About that time, I went and spent almost three weeks with my best friend from college in Tennessee. I doubt I was even able to put these thoughts into words for myself, but somehow she knew I was struggling with finding a purpose. She had been a music major, and seems to still communicate through music. She gave me a song. “For Such A Time As This” by Crystal Lewis on the GOLD album says,
“Sometimes the thrill of soaring has to begin with the fear of falling.”
This had double meaning for me since I’m also terrified of heights. But by this point I had survived five strokes and heart surgery. What did I have to fear? I started writing my stories. I even took them to be critiqued by other writers. Still dragging my feet on finishing my first novel, I realized recently that it’s still about the fear of not being able to “do it right,” or to be as good as the authors I love. My competitive nature and fear of falling is holding me back.
Over the last few weeks I’ve had a number of migraine days, and took the opportunity to listen to one of my favorite authors and pod-casters from the beginning. I’ve read her best-selling books, and listened to her podcast for the last year or so, and loved them. But those beginning efforts… my goodness! If I had been introduced to her through her first attempts I would never have read or listened to her again. But then I was intrigued. I kept listening to learn how she developed and changed. It wasn’t until her fortieth podcast that it started to sound like her. At about her fiftieth podcast, I started to actually enjoy and not critique. By her hundredth, she was a total pro. What if she had given up because she wasn’t as good as the others who had been doing it longer. I’ve learned so much from this lovely lady.
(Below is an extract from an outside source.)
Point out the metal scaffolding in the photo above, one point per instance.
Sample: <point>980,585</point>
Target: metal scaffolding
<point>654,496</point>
Today, once again, I am recommitting to stop the comparing and competing with experienced professionals and just write because I want to, because I love to. It doesn’t have to be a best-seller. No one even has to read it. I just have to write because it makes me happy. What are you not doing because you’re afraid of not doing it as well as those creatives you admire? Will you take the chance with me? Will you risk falling to see if you might actually soar?